On October 30th at TensorFlow World, my colleague Manjunath Kudlur and I were honored to speak publicly for the first time about the Cerebras software stack. This stack links deep learning researchers to the massive compute capabilities of the Wafer Scale Engine (WSE).
The WSE (pronounced “wise”) is the largest commercial chip ever manufactured, built to solve the problem of deep learning compute. The WSE is 1.2 trillion transistors, packed onto a single chip with 400,000 AI-optimized cores, connected by a 100Pbit/s interconnect. The cores are fed by 18 GB of super-fast, on-chip memory, with an unprecedented 9 PB/s of memory bandwidth.
What does this mean for AI researchers? We believe, along with many others, that AI has massive potential — from ads, to autonomous vehicles, from commerce to climate. It has transformative potential for the way we live and work.
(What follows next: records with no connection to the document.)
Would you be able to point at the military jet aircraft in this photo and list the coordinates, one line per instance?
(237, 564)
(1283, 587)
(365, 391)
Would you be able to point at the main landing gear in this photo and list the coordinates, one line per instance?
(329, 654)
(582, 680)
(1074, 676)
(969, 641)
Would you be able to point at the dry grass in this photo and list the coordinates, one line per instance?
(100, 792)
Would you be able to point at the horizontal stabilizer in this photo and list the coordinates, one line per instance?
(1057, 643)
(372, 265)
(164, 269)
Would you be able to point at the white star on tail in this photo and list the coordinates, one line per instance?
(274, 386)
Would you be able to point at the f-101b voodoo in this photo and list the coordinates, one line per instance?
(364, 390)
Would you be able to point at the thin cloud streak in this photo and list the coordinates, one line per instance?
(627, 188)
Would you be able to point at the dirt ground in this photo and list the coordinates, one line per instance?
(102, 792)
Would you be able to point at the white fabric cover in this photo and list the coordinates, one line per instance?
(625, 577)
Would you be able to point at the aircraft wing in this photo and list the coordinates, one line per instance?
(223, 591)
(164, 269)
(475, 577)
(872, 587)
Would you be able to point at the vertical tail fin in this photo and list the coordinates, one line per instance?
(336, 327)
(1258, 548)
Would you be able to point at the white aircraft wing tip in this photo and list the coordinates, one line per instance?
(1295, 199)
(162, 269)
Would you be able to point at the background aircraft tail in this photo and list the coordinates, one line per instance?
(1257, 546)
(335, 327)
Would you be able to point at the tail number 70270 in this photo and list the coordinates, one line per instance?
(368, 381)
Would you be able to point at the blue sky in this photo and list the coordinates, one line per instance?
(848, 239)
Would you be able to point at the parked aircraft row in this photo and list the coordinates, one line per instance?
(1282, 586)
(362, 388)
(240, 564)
Researchers continue to see gains with deeper models and larger datasets. But, they are compute limited today. Training commonly takes days, weeks, even months. Not only is this costly, it constrains research and development. We need wall clock training times on the timescale of experimentation and human innovation — minutes-hours rather than days-weeks — even for large models. This means we need 100-1000x increase in compute capabilities, not incremental 1.5-2x.
We need this performance in an accessible, easy to program package.
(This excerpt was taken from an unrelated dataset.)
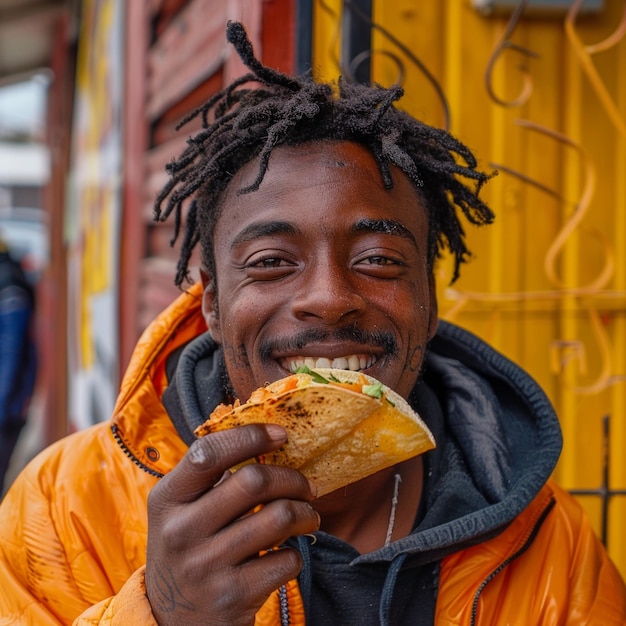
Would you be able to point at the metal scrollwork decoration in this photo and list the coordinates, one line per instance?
(505, 43)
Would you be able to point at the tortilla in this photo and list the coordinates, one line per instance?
(337, 433)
This talk introduced the Cerebras Software Stack. Its primary task is to map the computational graph for researchers’ neural networks — from the framework level all the way down to our massive wafer-scale processor.
The stack integrates seamlessly with popular machine learning frameworks like TensorFlow and PyTorch, allowing researchers to use familiar and flexible tools that bring their models to the WSE.
A programmable C++ interface allows researchers to extend the platform and develop custom kernels – empowering them to push the limits of ML innovation.